WASHINGTON — Congressional Democrats and President Barack Obama started work in earnest Tuesday on difficult issues still standing in the way of their national health care overhaul after months of tortuous debate. Topping the list: how to help Americans pay for insurance premiums.
Republicans weren't invited, and they complained that the Democrats intended to deliberate behind closed doors — though lawmakers often do so in the final stages of such complex legislation. Separately, the head of C-SPAN, the nonpartisan public affairs network, called for letting the sun shine in on the discussions — as Obama once had promised.
House Democrats face the virtual certainty that they will not get the government-run insurance plan liberals had sought, a point Speaker Nancy Pelosi acknowledged.
"There are other ways to do that, and we look forward to having those discussions," she told reporters.
The president wants to sign sweeping legislation to extend insurance coverage by the time of his State of the Union speech, expected in early February. Separate bills passed by the House and Senate would require nearly all Americans to get coverage and would provide subsidies for many who can't afford the cost — but they differ on hundreds of details. Pressure to get a final bill means Democratic congressional leaders are likely to bypass formal negotiations as they reach for a deal.

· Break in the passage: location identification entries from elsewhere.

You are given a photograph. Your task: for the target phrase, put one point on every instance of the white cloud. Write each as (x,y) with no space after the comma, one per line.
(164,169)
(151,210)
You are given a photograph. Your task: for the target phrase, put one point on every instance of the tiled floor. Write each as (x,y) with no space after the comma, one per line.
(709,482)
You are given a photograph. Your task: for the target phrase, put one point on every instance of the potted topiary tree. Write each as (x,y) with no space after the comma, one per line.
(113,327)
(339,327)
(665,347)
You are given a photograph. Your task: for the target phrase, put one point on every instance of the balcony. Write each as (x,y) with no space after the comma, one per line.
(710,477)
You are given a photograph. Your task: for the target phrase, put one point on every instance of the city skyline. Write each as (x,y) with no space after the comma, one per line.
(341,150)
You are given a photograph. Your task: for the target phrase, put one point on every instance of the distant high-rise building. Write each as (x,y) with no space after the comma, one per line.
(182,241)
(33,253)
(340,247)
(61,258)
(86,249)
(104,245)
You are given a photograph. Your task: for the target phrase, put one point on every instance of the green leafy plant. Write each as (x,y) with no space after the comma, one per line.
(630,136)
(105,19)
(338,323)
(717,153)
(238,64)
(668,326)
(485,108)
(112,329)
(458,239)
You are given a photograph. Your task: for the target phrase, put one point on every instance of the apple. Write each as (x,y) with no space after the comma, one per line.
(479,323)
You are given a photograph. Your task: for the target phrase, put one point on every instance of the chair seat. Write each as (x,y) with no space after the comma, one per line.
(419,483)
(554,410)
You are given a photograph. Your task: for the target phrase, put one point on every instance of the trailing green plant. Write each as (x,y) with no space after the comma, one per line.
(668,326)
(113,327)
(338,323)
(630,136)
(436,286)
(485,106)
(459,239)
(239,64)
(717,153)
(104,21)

In exchange for losing the government option, House Democrats say they intend to press the Senate to make premiums more affordable for Americans.
The House bill would provide $602 billion in subsidies from 2013-2019, covering an additional 36 million people.

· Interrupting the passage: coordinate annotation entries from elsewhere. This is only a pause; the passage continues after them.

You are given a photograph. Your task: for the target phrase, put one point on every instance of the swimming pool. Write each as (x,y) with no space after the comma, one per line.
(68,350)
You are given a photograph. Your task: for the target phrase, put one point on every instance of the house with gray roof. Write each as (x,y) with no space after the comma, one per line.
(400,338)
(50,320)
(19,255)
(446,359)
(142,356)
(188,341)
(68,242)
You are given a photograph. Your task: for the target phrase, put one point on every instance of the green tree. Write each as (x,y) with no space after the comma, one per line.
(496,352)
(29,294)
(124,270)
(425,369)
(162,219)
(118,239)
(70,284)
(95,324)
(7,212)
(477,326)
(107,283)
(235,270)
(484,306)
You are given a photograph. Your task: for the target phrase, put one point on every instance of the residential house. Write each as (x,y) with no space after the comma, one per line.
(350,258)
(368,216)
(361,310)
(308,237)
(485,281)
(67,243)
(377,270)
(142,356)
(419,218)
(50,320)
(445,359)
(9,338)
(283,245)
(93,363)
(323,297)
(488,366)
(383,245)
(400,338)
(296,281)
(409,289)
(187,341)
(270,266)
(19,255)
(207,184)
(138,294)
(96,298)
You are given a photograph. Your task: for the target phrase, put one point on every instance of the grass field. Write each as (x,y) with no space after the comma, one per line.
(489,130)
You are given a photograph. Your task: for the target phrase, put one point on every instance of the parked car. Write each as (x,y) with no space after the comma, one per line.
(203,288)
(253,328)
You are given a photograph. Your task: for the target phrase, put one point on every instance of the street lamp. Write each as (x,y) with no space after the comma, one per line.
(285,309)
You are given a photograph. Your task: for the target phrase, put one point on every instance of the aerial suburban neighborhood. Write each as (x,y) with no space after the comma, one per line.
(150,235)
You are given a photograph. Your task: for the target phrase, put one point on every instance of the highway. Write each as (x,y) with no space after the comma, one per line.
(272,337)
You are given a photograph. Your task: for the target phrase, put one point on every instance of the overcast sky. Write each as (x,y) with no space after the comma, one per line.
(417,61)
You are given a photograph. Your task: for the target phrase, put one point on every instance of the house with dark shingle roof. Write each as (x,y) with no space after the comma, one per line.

The Senate bill would start the aid a year later, providing $436 billion in subsidies from 2014-2019 and reducing the number of uninsured by 31 million.
The House would provide much greater financial help for households making as much as three times the federal poverty level, $32,490 for an individual, $66,150 for a family of four, according to a side-by-side analysis prepared by House Democratic staffers.
The Senate bill would provide greater assistance for households one rung up the income ladder, making between three and four times the federal poverty level, or up to $43,320 for an individual and $88,200 for a family of four.